Algo que o vice-presidente também defende. “O presidente nesse dia nem esteve no município e quando chegou é que teve essa surpresa. Foi um grupo de funcionários, onde eu também estava, que comprou um bolo e que no fim do dia, num espaço com todas as condições e com toda a gente de máscara, fez essa homenagem. Não durou mais de 15/20 minutos e todos respeitaram as distâncias. Foi tudo legal, normal. Arrisco mesmo a dizer que não surgiu dali nenhum contágio. Tudo o resto que possam dizer é politiquice baixa. Não tem nada a ver“, frisou Abílio Evaristo ao DN, perante a indisponibilidade do presidente Fernando Barros.
No comunicado, que não estava assinado e levantou dúvidas quanto à sua origem, os os funcionários garantem que a festa de aniversário aconteceu numa altura em que Vila Flor não registava qualquer caso – primeiro dos cerca de 70 casos foi registado no dia 11 de outubro – e não vigorava o atual Estado de Calamidade, decretado a 14 de outubro.
Confrontado pela oposição social democrata, numa reunião de câmara, o presidente socialista do município disse sentir-se “ofendido, caluniado e atingido na sua dignidade” e defendeu-se assim: “ Estranho muito que o Sr.

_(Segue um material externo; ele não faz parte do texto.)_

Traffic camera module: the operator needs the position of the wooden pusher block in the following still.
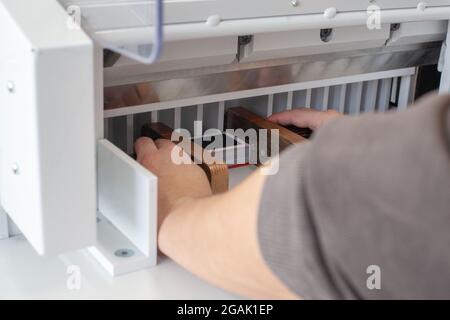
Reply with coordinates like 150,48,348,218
225,107,311,161
141,122,229,194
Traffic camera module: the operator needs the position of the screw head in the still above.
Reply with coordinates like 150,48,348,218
11,163,20,175
114,249,134,258
6,81,16,93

Engenheiro Pedro Melo não tenha tido a mesma atitude no evento realizado em Vila Flor denominado por Sunset.“ A resposta do edil ficou assente em ata, que é pública, assim como o adiamento, para daqui a 15 dias, da discussão pandémica no concelho apesar do crescente números de casos, e de ter mantido a feira semanal (esta quarta-feira, 28 de outubro).
Já Abílio Evaristo destacou ao DN a rápida forma como a câmara reagiu ao primeiro caso: “Quando tivemos o primeiro caso enviámos toda a gente que trabalhava no serviço da pessoa para casa. O delegado de saúde disse que tínhamos feito muito bem.”
Confrontada pelo DN com o surto em Vila Flor e a possibilidade de o mesmo ter tido origem na festa de aniversário do presidente da câmara, a Autoridade Regional de Saúde do Norte disse não conseguir ainda confirmar a origem do surto, que, tal como qualquer outro, “causa preocupação junto das autoridades competentes e imenso trabalho, quer no acompanhamento dos casos então identificados, quer no trabalho epidemiológico de tentativa de identificação de eventuais cadeias de transmissão”.
O distrito de Bragança contabiliza, desde o início da pandemia, cerca de 1551 casos de infeção e 47 mortes associadas à covid-19. Nas últimas 24 horas, Portugal registou quase quatro mil novos casos de infeção pelo novo coronavírus e 24 mortes.